Auto-enrolment in the Republic of Ireland (short for Automatic enrolment), formally named My Future Fund , is a scheme similar to in other developed countries to provide private pensions for employed persons within the state to supplement the state pensions system and provide an easier and cheaper way of contributing outside of other private pension products such as a Personal Retirement Savings Account and occupational pension schemes.
This occurs by way of a non tax-deductible contribution of a percentage of an employee's income, along with an equal monetary contribution from the employer and a smaller prescribed percentage contribution from the government.
One of the core aims of the scheme is to provide pensions for those outside of the current net, i.e. lower earners without access to or knowledge of occupational pension schemes.

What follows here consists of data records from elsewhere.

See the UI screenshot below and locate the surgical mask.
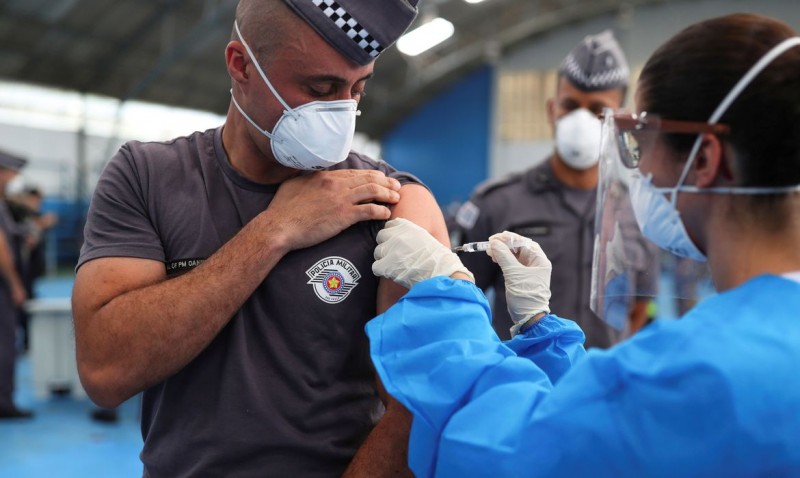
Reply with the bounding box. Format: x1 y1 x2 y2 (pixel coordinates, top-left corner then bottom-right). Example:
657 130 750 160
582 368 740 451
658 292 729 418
630 171 706 262
231 22 360 170
630 37 800 262
556 108 602 170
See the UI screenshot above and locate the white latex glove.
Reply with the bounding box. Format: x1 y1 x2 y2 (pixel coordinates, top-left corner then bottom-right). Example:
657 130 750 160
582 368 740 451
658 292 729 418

The scheme officially commenced in July 2024, when automatic enrolment legislation was enacted by way of the Automatic Enrolment Retirement Savings System Bill 2024 which was passed through the Dáil by minister Heather Humphreys. [1]
The scheme will be overseen by the National Automatic Enrolment Retirement Savings Authority (NAERSA) and Tata Consultancy Services was selected as the preferred bidder to run the system. [2] [3]

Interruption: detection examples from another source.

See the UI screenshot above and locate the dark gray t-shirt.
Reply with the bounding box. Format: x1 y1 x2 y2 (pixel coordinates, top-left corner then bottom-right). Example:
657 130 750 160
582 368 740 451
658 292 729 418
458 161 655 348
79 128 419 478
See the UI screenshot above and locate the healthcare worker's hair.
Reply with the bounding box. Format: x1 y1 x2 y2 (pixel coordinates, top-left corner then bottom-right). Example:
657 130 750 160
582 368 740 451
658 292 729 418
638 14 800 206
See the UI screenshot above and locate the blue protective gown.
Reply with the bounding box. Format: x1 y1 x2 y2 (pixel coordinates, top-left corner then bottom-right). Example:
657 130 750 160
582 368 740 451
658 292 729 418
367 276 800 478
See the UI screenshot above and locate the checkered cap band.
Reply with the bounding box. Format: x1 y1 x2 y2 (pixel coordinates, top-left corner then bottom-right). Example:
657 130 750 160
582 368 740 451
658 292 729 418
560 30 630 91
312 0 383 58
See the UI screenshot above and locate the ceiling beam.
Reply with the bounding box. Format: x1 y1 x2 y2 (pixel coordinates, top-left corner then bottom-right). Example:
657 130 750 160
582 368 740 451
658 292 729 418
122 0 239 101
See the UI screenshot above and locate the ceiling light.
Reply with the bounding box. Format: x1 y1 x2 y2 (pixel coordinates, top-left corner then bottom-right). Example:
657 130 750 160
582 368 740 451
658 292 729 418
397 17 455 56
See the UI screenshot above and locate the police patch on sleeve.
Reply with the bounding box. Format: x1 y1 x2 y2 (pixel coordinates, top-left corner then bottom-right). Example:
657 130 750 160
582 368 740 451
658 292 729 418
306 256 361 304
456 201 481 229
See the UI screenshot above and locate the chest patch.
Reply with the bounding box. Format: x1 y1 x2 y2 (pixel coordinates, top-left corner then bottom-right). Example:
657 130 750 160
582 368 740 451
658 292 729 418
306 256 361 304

The system commences on 1 January 2026 with employees between the age of 23 - 60, earning over €20,000 and not in a pension scheme (paying into a pension via payroll) will be automatically enrolled. [4] Workers can opt out between months 6-8 and can get a refund of their contributions but will be automatically re-enrolled every 2 years if they meet the eligibility criteria. [5]
Employees who start paying into another private pension scheme will automatically see their contributions cease to the My Future Fund scheme.
The employer's and government's contribution are capped based on an annual gross salary of €80,000 although employees can still contribute to the scheme over this level of income. [6]
The scheme has been criticised as contributions to the scheme are not tax deductible, unlike contributions to a PRSA or occupational pension scheme with the scheme seen as initially penalising those who are less knowledgeable, younger or on a lower income.
The table below contains details of the mandatory contributions made relating to the percentage of the employee's gross salary (before any tax is deducted by the Revenue Commissioners) over the course of the scheme.
| Year | Year (Band) | Employee contribution | Employer contribution | Government contribution |
|---|---|---|---|---|
| 2026 | Year 1-3 | 1.5% | 1.5% | 0.5% |
| 2027 | Year 1-3 | 1.5% | 1.5% | 0.5% |
| 2028 | Year 1-3 | 1.5% | 1.5% | 0.5% |
| 2029 | Year 4-6 | 3% | 3% | 1% |
| 2030 | Year 4-6 | 3% | 3% | 1% |
| 2031 | Year 4-6 | 3% | 3% | 1% |
| 2031 | Year 7-9 | 4.5% | 4.5% | 1.5% |
| 2032 | Year 7-9 | 4.5% | 4.5% | 1.5% |
| 2033 | Year 7-9 | 4.5% | 4.5% | 1.5% |
| 2034 | Year 10+ | 6% | 6% | 2% |
For example, for someone earning €50,000 in 2026, €750 will be contributed by them in the first year (2026), €750 will be contributed by their employer and €250 will be contributed by the Irish government. In total this will result in an annual pension contribution of €1,750.
The table below sets out illustrative examples of contributions for those earning €20,000 and €50,000 in 2026.
| Annual Salary | Year (Band) | Employee contribution | Employer contribution | Government contribution | Total contributions |
|---|---|---|---|---|---|
| €20,000 | Year 1-3 | €300 | €300 | €100 | €700 |
| €50,000 | Year 1-3 | €750 | €750 | €250 | €1,750 |
An employee portal has been created where users will be able to see their contributions (savings), administration fees deducted from their account, investment returns and choose their desired high-level investment options, be they high, medium or low risk.
Users will be able to login by using their MyGovID however as of 12 December 2025, the public have not been given access to the employee portal.